Opposing Arizona mayors discuss how the border wall would affect their cities
May 15, 2018
Mayors of Yuma and Douglas present their opposing views on the building of a border wall, how it would impact their communities and how a compromise could be reached.
President Donald Trump has remained adamant on his campaign promise of building a wall between the United States and Mexico. Since there has been no progress on the plan thus far, he has sent National Guard troops to protect the border until something can be agreed upon.
Mayor of Yuma Douglas Nicholls is in agreement with the president because he believes it will protect his community’s public safety.
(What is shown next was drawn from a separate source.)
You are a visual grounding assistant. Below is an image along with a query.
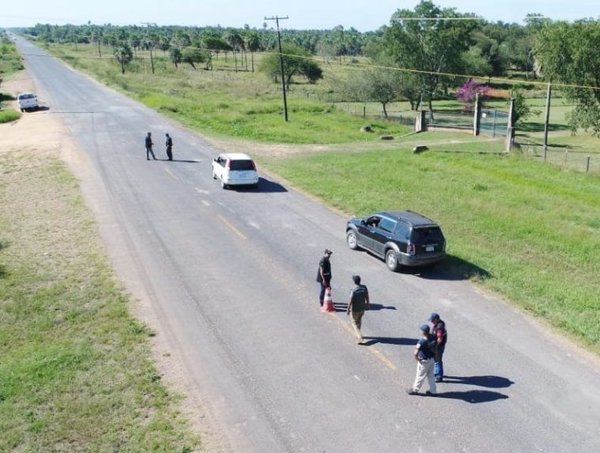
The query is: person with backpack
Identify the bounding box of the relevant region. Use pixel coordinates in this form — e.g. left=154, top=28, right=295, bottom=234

Yuma has a fence along the border that’s been in place since 2006. Nicholls says before the fence was up there were almost 150,000 people who were stopped crossing the border not through ports. There were also 280,000 people who would pass through the community.
“In 2006, the border wall was built and it changed our community,” Nicholls says. “Those interjected dropped to 8,000 and those coming through our community dropped to 16,000. It freed up our police force and our public safety to go back and do those things that were meant for the city.”
For Nicholls, the purpose of building a wall would rest heavily on protecting public safety. He says his town’s fence caused a dramatic drop in crime numbers. Murders and manslaughter fell by 50 percent, vehicle theft decreased by 65 percent and theft dropped 25 percent, according to Nicholls.
Mayor of Douglas Robert Uribe has a different point of view. He says if you ask anyone in his community, they will agree that if money can be spent, it should be spent on infrastructure and education rather than a wall. Douglas hasn’t seen any major infrastructure funding in over 30 years, he says.
“I do agree that protecting those within the border is one of the most important things that we ought to do,” Uribe says. “Mayor Nicholls and myself are at the forefront of national security. In our situation, we’re one of the safest border communities in the state of Arizona.”
If people are willing to find a compromise, Uribe says it begins with a diplomatic discussion between those with opposing views like himself and Nicholls.